Her durumda, kırsal kesimlerde çocukluk kısa bir süredir. Çocuklar 5-6 yaşlarında geldiklerinde, onlardan yetişkinler gibi davranmaları beklenir. Kız çocuk söz konusu olduğunda evi toplama, çeşmeden su taşıma ve küçük kardeşlerine bakma; erkek çocuk söz konusu olduğunda ise sürü otlatma ve tarlada çalışma gibi çeşitli sorumluluklar altına sokulurlar (Ülke Programı,1991: 211). Özellikle kırsal kesimde çocuklara, aile işletmesinin işgücü gözüyle bakılması dolayısıyla erkek çocuklar oldukça küçük yaşta çiftçilik ve hayvancılık işlerinde yardımcı olarak kullanılmaya başlanmakta, kızlar ise ev ekonomisi çerçevesinde aile İşletmesine katılmaktadırlar (Yücel ve Demiral, 1989: 67). Tarım toplumları çok çocuklu ailelerdir ve kaçınılmaz olarak daha çok kola gereksinmeleri vardır çünkü tarım kol gücüne dayanır. Ama endüstri toplumu ve beyin gücüne dayalı üretim beraberinde getirdiği kentleşme ile ailelerin çocuk sayısını azalmıştır (Atabek, 2002: 72). Kıray kırsal bölgelerde ücret karşılığı tarımın ve para ekonomisinin yerleşmesi ile babanın gelir ve bütçe üzerindeki hâkimiyet ve denetiminin işlevini yitirdiğini işaret etmiştir. Bu durumda, evlenen bir oğulun ayrı bir eve yerleşmesi yeni ekonomik gereklere uyum sağlamaktadır. Ancak, çocuksuz genç çiftlerin ayrı evlerde yaşadıkları bu yeni yapıda bile geniş ailenin işlevi korunur ve çiftlerden gerekli olduğu yerde maddi destek beklenmektdir. Özellikle büyük Oğulların kardeşlerinin eğitimine ve ailenin türlü sorunlarının çözümüne yardımcı olmaları istenir (Kağıtçıbaşı, 1981: 26). Henüz bir tarım ülkesi olma durumunda olan ülkemizde özellikle kırsal alanlarda kız çocuklarının eğitimine, erkek çocuklardan daha az önem verilmesi, kız çocukların çiftçi ailenin yardımcı işgücüne duydukları gereksinmeye, kız çocukların erken yaşta evlendirilmeleri ise, çoğunlukla onların bir çeşit yatırım sermayesi olarak görülmelerine bağlıdır. Bu nedenle, kırsal alanlarda erkek işgücünün kadın işgücüne

35

oranla daha geçerli olmasına karşın, kadın işgücünün bol bol ve acımasız bir biçimde kullanımı, çiftçi ailelerin kız çocuklarının eğitimine özen göstermemeleri, onların statüsünü daha da düşürmüştür. Kırsal kesimde nitelik ve nicelik bakımından oldukça yetersiz olan eğitim programlarına bu kesimde eğitime cinsiyet ayrımı da eklenince eğitim olanaklarından öncelikle erkekler yararlanmaktadır (Arat, 1989: 97).

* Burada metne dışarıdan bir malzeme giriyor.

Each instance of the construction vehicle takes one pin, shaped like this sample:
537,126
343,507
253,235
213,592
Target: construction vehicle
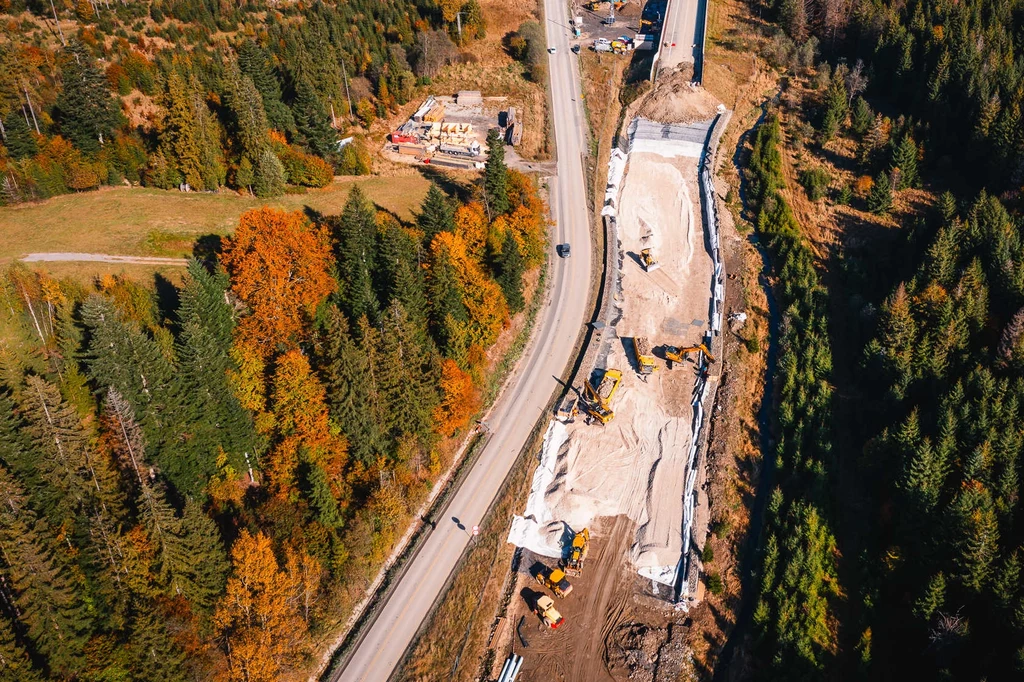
647,258
674,354
472,150
545,609
597,401
554,580
578,553
645,360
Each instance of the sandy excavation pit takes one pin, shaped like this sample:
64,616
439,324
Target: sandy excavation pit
636,466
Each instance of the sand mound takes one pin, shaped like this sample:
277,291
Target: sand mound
674,99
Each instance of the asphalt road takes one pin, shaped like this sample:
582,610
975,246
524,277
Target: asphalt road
525,396
684,27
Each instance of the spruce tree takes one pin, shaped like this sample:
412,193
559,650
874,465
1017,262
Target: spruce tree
881,198
343,368
312,120
14,663
861,117
20,141
436,214
354,233
496,175
510,269
254,61
904,163
205,576
446,307
85,107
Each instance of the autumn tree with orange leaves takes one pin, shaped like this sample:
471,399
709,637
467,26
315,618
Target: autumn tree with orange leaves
280,264
257,620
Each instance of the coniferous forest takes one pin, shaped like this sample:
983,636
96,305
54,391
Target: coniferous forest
198,481
188,92
893,536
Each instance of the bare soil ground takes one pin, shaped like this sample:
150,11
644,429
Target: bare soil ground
613,629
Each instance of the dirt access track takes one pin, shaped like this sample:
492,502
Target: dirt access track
625,480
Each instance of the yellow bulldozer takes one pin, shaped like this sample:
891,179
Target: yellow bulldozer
674,354
645,360
647,258
597,401
545,609
578,553
554,580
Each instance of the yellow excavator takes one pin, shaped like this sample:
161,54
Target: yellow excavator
674,354
645,360
597,401
554,580
647,258
578,554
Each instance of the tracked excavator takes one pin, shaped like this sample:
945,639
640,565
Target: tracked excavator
645,360
578,553
597,401
554,580
647,258
674,354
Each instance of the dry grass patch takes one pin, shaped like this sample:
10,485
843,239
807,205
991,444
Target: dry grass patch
139,221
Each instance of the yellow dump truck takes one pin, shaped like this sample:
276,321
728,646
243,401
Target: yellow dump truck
578,553
545,608
645,360
554,580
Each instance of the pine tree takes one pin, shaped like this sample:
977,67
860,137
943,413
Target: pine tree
836,107
861,117
932,598
436,214
343,367
354,233
14,663
510,269
73,477
19,142
496,175
446,307
312,120
86,108
881,198
205,576
252,128
904,163
254,61
207,322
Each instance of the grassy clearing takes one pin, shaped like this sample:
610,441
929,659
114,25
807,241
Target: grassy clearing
141,221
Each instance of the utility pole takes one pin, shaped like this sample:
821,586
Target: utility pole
344,75
57,22
33,111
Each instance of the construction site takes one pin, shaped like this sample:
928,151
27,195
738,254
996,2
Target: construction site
608,560
452,131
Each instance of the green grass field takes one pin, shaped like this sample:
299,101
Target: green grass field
140,221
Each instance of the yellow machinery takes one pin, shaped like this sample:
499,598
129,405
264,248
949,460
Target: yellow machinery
674,354
597,401
545,608
645,360
647,258
554,580
581,546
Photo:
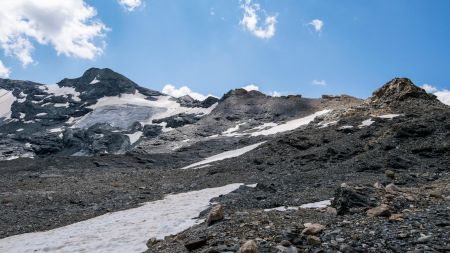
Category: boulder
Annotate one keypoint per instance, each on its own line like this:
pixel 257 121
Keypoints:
pixel 312 228
pixel 216 214
pixel 379 211
pixel 249 247
pixel 347 197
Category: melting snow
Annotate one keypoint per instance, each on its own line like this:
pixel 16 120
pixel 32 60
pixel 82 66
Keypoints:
pixel 389 116
pixel 290 125
pixel 224 155
pixel 134 137
pixel 314 205
pixel 345 127
pixel 162 107
pixel 6 101
pixel 366 123
pixel 94 81
pixel 56 130
pixel 123 231
pixel 230 131
pixel 61 91
pixel 320 204
pixel 324 124
pixel 66 105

Köyden kente hareketlilik ve ülkenin gelişmişlik düzeyinin yükselmesi ile çocuktan beklentilerin ve ona atfedilen değerin türünde de değişmeler olmaktadır. Bu süreçteki en önemli olgu çocuktan başka diğer güvenilir yaşlılık güvencelerinin ortaya çıkmasıdır (Kağıtçıbaşı, 1989: 203). Daha fakir ve geleneksel toplumlarda yetişen çocuklardan belirgin yardım beklentileri yaygındır. Teknolojik yönden gelişmiş olan Batı toplumlarında ise tam tersine ileride başkalarına bağımlı olmak istenmez, bu da bağımsızlığa verilen değeri gösterir (Kağıtçıbaşı, 1989: 196).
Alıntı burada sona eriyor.